A zegalha e a acídia
têm algo em comum. Podemos quase entendê-las como qualidades muito à
portuguesa. Como "saudade" também podiam estar entre o património
único, falado e sentido, dos portugueses. O Paulo Pinto disse há tempos que
"o atormentou durante anos a fio, a maldita. A zegalha; uma espécie de
virose pandémica que ataca o comum dos mortais, com especial incidência nos
portugueses, e que durante muito tempo causou-me incómodos, ansiedade, dores de
cabeça ocasionais e dinheiro desperdiçado. Sou um sortudo, vá lá, porque é um
mal que pode causar a morte, própria ou alheia ou, em certos casos, lesões
físicas e psicológicas profundas. A zegalha é uma doença crónica, misto de
panca, estupidez, maria-vai-com-todos, ego inflamado e bravata. Uma mistura
explosiva." O que me lembrou um artigo publicado há tempos aqui neste blog
sobre a acídia. A tal indiferença, abatimento, torpor, depressão. O atual
Catecismo da Igreja Católica apresenta como pecados ou vícios capitais:
soberba, a avareza, inveja, ira, impureza, gula e preguiça ou acídia. Embora
não perceba bem porque é que a preguiça aparece metida nisto, apesar de
reconhecer que a acídia nos começa a entorpecer, a amolecer, a adormecer. São
Tomás lá foi dizendo que a tristeza e a acídia não resultam de uma motivação
exterior. Seriam assim como que um mal que aflige especialmente os solitários,
a par dos tristes e dos desamados . Coisa muito portuguesa, portanto, já que,
nos tempos que correm (alguma coisa ainda corre por cá?!) não existem razões para grandes
contentamentos. Estranha-se que a Igreja Católica classifique a tristeza como
um pecado capital. Assim como São Gregório Magno. Ai, a tristeza! Dela provém o
desespero, a timidez, o torpor, o rancor, a malícia e a divagação da mente. Isidoro
dizia que a amargura provém da tristeza, advém do rancor. Ai que ódio! Logo eu
que acredito que a ociosidade e a sonolência se reduzem ao torpor perante o
sacro dever de procura da felicidade. Coisas há que não passam de "importunitas
mentis". Sentimentos que abandonam o espírito e se perdem na inconstância.
Como o conhecimento é a "curiositas"; ao falar,
"verbositas"; ao corpo "inquietudo corporis"; ao peregrinar
de lugar em lugar, sem sentir algum deles como "o seu lugar" é a
"instabilitas", instabilidade de objectivos, de desígnios, por
desapego aos que o podem desenraizar da sua confortável tristeza e mergulhar
nessa desabrida aventura humanamente arriscada, irracional e ilógica, que é a
felicidade. Vejo por aqui muita gente que cultiva um sentimento de direito à
reivindicação da acídia. E está cheia de razão! Depois da avalanche de misérias
dos últimos tempos, é certo que nos tornámos todos, variando a graduação,
vítimas desta acídia. O que significa que andamos todos "em pecado".

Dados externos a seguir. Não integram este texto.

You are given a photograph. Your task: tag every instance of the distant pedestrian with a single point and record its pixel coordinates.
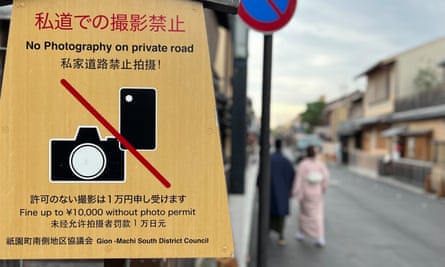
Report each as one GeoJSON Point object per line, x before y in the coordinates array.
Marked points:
{"type": "Point", "coordinates": [309, 188]}
{"type": "Point", "coordinates": [282, 174]}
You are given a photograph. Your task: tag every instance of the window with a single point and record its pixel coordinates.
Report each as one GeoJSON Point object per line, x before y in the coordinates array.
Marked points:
{"type": "Point", "coordinates": [379, 85]}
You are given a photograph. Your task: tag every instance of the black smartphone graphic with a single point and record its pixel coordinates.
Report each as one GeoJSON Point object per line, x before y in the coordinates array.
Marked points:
{"type": "Point", "coordinates": [138, 117]}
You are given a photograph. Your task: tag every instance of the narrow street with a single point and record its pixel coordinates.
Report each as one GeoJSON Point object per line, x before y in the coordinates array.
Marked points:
{"type": "Point", "coordinates": [368, 223]}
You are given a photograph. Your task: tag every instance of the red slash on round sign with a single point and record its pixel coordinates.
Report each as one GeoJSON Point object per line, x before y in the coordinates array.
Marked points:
{"type": "Point", "coordinates": [116, 133]}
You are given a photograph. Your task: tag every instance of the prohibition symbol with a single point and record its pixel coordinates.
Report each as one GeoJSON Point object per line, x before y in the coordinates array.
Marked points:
{"type": "Point", "coordinates": [267, 15]}
{"type": "Point", "coordinates": [115, 132]}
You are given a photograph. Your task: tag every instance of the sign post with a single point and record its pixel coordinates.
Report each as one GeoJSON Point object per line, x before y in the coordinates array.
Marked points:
{"type": "Point", "coordinates": [109, 136]}
{"type": "Point", "coordinates": [266, 16]}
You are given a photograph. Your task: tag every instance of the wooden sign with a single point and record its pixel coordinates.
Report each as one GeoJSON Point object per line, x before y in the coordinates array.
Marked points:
{"type": "Point", "coordinates": [108, 133]}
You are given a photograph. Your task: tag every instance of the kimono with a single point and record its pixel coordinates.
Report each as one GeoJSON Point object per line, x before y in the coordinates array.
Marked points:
{"type": "Point", "coordinates": [282, 174]}
{"type": "Point", "coordinates": [309, 188]}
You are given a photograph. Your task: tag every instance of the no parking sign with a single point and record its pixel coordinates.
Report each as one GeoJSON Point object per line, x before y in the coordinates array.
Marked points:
{"type": "Point", "coordinates": [267, 15]}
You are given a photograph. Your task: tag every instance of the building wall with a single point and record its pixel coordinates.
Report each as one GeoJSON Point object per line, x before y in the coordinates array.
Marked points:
{"type": "Point", "coordinates": [410, 62]}
{"type": "Point", "coordinates": [376, 80]}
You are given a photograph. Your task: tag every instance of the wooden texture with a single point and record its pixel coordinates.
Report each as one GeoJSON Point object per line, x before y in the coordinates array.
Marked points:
{"type": "Point", "coordinates": [35, 108]}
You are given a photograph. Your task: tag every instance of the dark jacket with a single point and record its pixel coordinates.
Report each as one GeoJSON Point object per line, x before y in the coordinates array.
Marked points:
{"type": "Point", "coordinates": [282, 175]}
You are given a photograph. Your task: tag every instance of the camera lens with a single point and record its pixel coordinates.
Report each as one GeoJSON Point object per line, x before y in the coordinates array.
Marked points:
{"type": "Point", "coordinates": [87, 161]}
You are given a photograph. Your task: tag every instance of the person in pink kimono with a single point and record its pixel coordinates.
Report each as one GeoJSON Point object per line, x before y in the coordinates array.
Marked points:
{"type": "Point", "coordinates": [309, 188]}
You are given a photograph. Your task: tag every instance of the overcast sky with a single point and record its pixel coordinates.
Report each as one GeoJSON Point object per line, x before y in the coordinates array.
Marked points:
{"type": "Point", "coordinates": [329, 42]}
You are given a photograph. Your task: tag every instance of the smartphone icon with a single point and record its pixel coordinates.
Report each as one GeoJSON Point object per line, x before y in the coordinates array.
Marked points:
{"type": "Point", "coordinates": [138, 117]}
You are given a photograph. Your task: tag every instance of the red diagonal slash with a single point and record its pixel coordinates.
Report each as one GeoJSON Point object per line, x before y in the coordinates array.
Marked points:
{"type": "Point", "coordinates": [114, 132]}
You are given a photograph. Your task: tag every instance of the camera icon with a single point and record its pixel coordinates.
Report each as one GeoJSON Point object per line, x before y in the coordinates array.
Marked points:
{"type": "Point", "coordinates": [86, 158]}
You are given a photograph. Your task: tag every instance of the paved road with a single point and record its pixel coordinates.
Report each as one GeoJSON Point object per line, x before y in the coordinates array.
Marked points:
{"type": "Point", "coordinates": [369, 223]}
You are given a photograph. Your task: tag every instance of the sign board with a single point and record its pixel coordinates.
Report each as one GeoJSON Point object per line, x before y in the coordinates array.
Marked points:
{"type": "Point", "coordinates": [267, 15]}
{"type": "Point", "coordinates": [108, 133]}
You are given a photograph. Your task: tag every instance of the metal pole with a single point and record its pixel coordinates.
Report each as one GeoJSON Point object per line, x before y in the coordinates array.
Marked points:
{"type": "Point", "coordinates": [264, 188]}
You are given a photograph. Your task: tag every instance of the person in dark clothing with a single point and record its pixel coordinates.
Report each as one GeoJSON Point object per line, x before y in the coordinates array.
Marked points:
{"type": "Point", "coordinates": [282, 175]}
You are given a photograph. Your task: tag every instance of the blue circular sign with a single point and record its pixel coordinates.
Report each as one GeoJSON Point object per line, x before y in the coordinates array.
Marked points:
{"type": "Point", "coordinates": [267, 15]}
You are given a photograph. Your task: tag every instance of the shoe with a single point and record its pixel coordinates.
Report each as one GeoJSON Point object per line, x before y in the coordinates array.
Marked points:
{"type": "Point", "coordinates": [299, 236]}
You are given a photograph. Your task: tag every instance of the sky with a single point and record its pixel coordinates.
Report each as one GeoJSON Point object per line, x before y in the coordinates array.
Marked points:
{"type": "Point", "coordinates": [328, 43]}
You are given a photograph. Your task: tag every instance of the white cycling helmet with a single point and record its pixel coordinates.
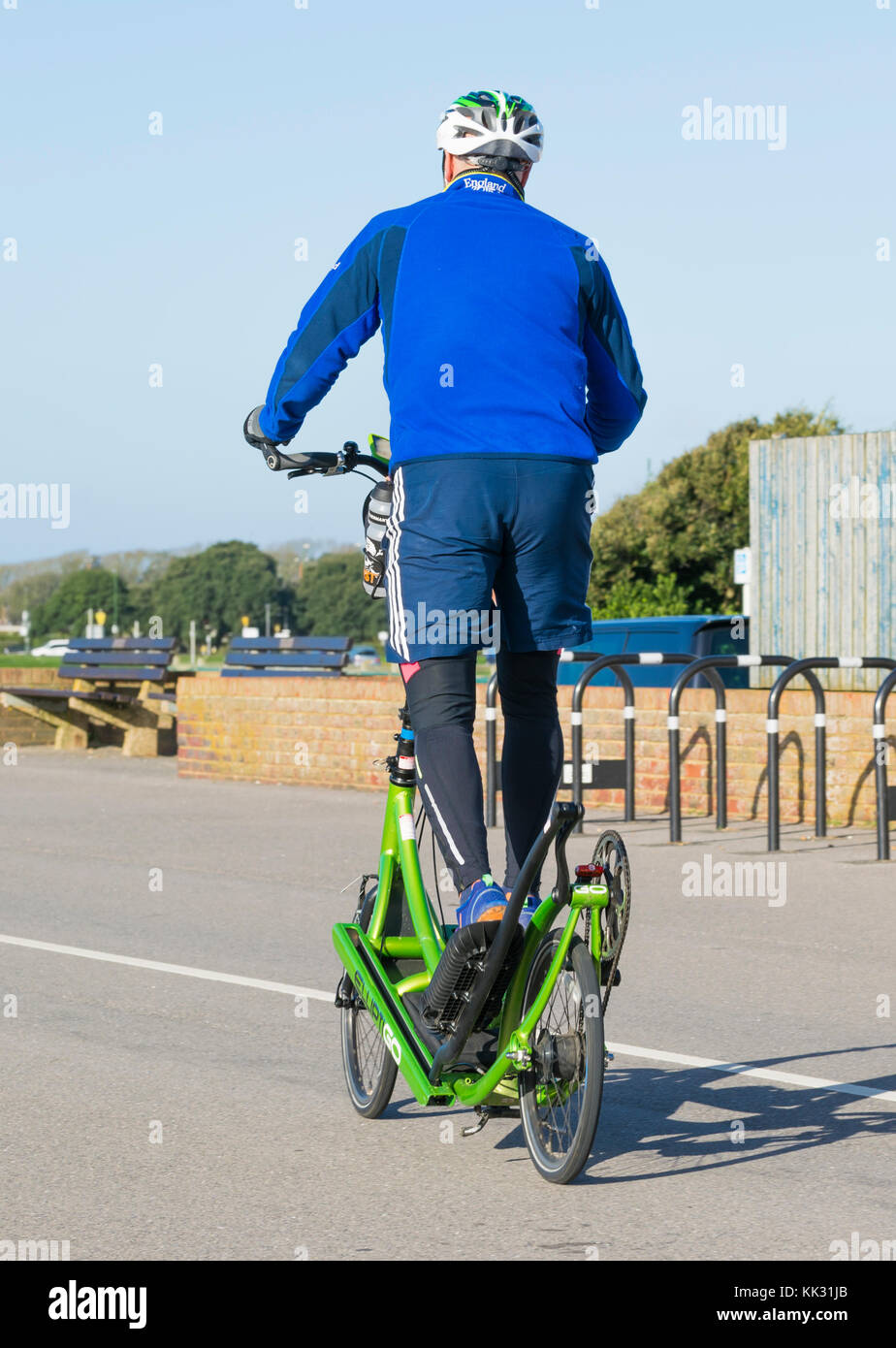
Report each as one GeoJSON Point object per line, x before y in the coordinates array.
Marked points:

E ainda por cima: capital! Que paradoxo! Se a acídia nos incomoda sobremaneira
pelo facto da constante agressividade de o estado-governo-troika nos
"descapitalizarem"! Assim como assim, lembra Drummond:
"Cidadezinha qualquer Casas entre bananeiras mulheres entre laranjeiras
pomar amor cantar. Um homem vai devagar. Um cachorro vai devagar. Um burro vai
devagar. Devagar... as janelas olham. Eta vida besta, meu Deus." Tudo em
pecado capital este santo povo, e logo nós que sempre fomos tão catolicozinhos.